My Life, Your Inspiration.

Thursday, December 27, 2018

The Truth About My 2018

See I've always had a tendency of blaming others or, coming up with excuses for my knee-jerk decisions.  On December 31st, 2017 I sat in church and came up with a list of things I wanted to accomplish in 2018. In January I started off strong and, by March I was giving up. By May I was back on my game and, by July I was tired. In August I gave it one more try and, by September I had no more patience. In March of this year I lost someone very dear to my heart. When I was younger, my little sister Ange and I would go spend days, weeks, months at my Meme's house. Growing up with low self esteem caused me to cling onto the people who showed me unconditional love and, told me I was beautiful. That's exactly what my Meme did as a kid and, as I grew up. Her death affected me and caused me to take a closer look at my life. If you read the captions under my 25th birthday photo shoot, I explained how I  ruined relationships, failed in my business, failed myself, ran from God, but  needed to make amends.

In 2018 I gained back 70% of all the weight I lost back in 2014. I deal with tough times differently. I'm an emotional eater! When I start, I don't know how to stop! It brings me comfort at the time but, pain afterwards. My mom says I've been an emotional eater all my life but, she also says  that she needs me to live a long life so I need to find another way to cope.

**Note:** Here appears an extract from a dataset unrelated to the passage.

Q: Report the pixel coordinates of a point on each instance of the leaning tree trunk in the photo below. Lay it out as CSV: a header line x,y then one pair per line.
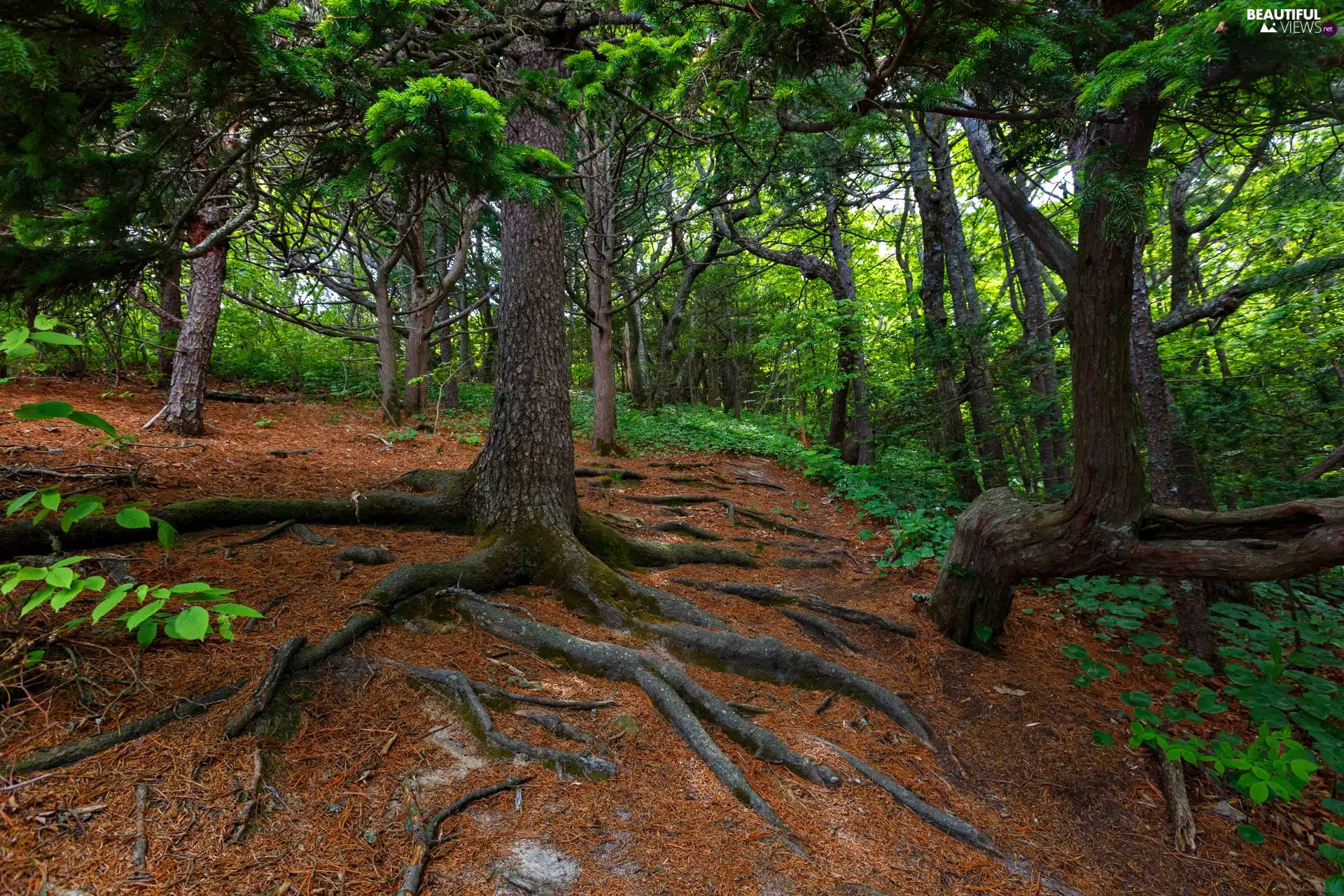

In 2018 I mourned over the loss of my father, my Meme, and my cousin Parfait, but in 2018 I rededicated my life to Christ. In 2018 I learned that people will broadcast your failures but, whisper your success. I learned that life and death REALLY DOES lie in the power of the tongue. I learned that there is power in silence, honesty, and the answer "NO"! In 2018 I read a quote that says "Life is too short, eat what you want! BUT, if you always eat what you want, your life maybe short!" In 2018 I believed in myself again. I remembered that I had a mission, a purpose, and souls relying on my obedience. In 2018 I took responsibility for my actions and, decided to change my reputation. I decided to change myself!

2018 taught me a lot but, I'm glad to say "Lesson Learned"!